Man versus (synthesis) machine
Who is the better experimentalist, a human or a robot? When it comes to exploring synthetic and crystallization conditions for inorganic gigantic molecules, actively learning machines are clearly ahead, as demonstrated by British Scientists in an experiment with polyoxometalates published in the journal Angewandte Chemie.
Polyoxometalates form through self-assembly of a large number of metal atoms bridged by oxygen atoms. Potential uses include catalysis, electronics, and medicine. Insights into the self-organization processes could also be of use in developing functional chemical systems like "molecular machines".

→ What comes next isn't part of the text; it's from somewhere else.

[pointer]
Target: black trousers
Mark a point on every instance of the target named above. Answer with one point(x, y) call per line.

Polyoxometalates offer a nearly unlimited variety of structures. However, it is not easy to find new ones, because the aggregation of complex inorganic molecules to gigantic molecules is a process that is difficult to predict. It is necessary to find conditions under which the building blocks aggregate and then also crystallize, so that they can be characterized.
A team led by Leroy Cronin at the University of Glasgow (UK) has now developed a new approach to define the range of suitable conditions for the synthesis and crystallization of polyoxometalates. It is based on recent advances in machine learning, known as active learning. They allowed their trained machine to compete against the intuition of experienced experimenters. The test example was Na(6)[Mo(120)Ce(6)O(366)H(12)(H(2)O)(78)]·200 H(2)O, a new, ring-shaped polyoxometalate cluster that was recently discovered by the researchers' automated chemical robot.
In the experiment, the relative quantities of the three necessary reagent solutions were to be varied while the protocol was otherwise prescribed. The starting point was a set of data from successful and unsuccessful crystallization experiments. The aim was to plan ten experiments and then use the results from these to proceed to the next set of ten experiments – a total of one hundred crystallization attempts.
Although the flesh-and-blood experimenters were able to produce more successful crystallizations, the far more "adventurous" machine algorithm was superior on balance because it covered a significantly broader domain of the "crystallization space". The quality of the prediction of whether an experiment would lead to crystallization was improved significantly more by the machine than the human experimenters. A series of 100 purely random experiments resulted in no improvement. In addition, the machine discovered a range of conditions that led to crystals which would not have been expected based on pure intuition. This "unbiased" automated method makes the discovery of novel compounds more probably than reliance on human intuition. The researchers are now looking for ways to make especially efficient "teams" of man and machine.
About the Author
Leroy "Lee" Cronin is the Regius Professor of Chemistry at the University of Glasgow. He leads the Complex Chemical Systems team and is developing chemical robots to use artificial intelligence to look at how chemistry can become complex from the bottom up (origin of life) and the discovery and digitization of chemistry from the top down. His team combines synthetic and analytical chemists, roboticists, computer scientists, and theoreticians.